The World of Adventure. (Cassell and Co.)—This collection of "stirring
scenes and moving accidents" is an excellent exposition of an idea which is not the less valuable because it is not new. Some of our more elderly readers will possibly remember the Excitement—" Excitement to Read" was its full title—a volume which used to appear annually for some time during the first half of this century. It was a small volume, containing perhaps some dozen articles, and costing, we may venture to say, as much as the very handsome volume, with its 750 pages of letterpress and its couple of hundred illustrations. Verily, the youth of this generation are well cared for ! No particular arrangement is aimed at in this volume; indeed, variety is made its charac- teristic, and very rightly too.
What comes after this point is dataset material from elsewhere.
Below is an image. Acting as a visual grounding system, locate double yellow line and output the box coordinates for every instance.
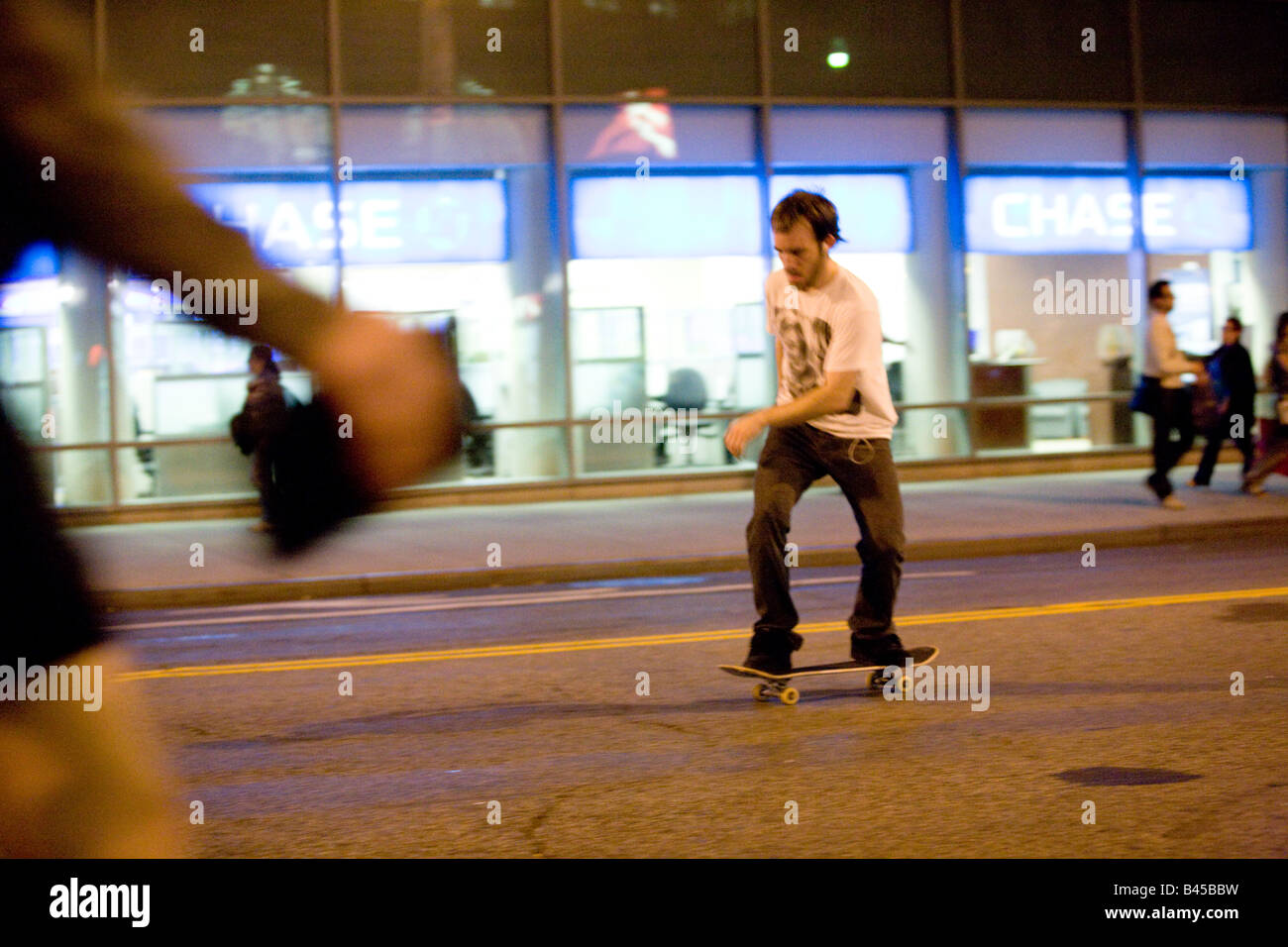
[117,586,1288,681]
First, we have a trapper's escape from the Blackfeet, and an Alpine traveller's "race with an avalanche." Then comes an episode of the Crimean War, one that has been overshadowed by the renown of another deed of courage, but is well worthy of record,—" The Charge of the Three Hundred' at Balaclava." The Heavy Brigade showed a courage that was equal to that of their fellows of the Light Cavalry, and they met with a happier fate. Then we have the very curious story of how Mr. Williams, of Redruth, dreamt the scene of Perceval's assassination.; and after this the story of Pompeii. Tales of smuggling and privateering follow. From them we are taken back to Scotland, and the brave effort of Catherine Douglas to save her Queen, and the tale of Eyam, the
plague-stricken village in Derbyshire, and its heroic rector, Mompesson. We need not carry on our description of the book. It is certainly one of the best of its kind.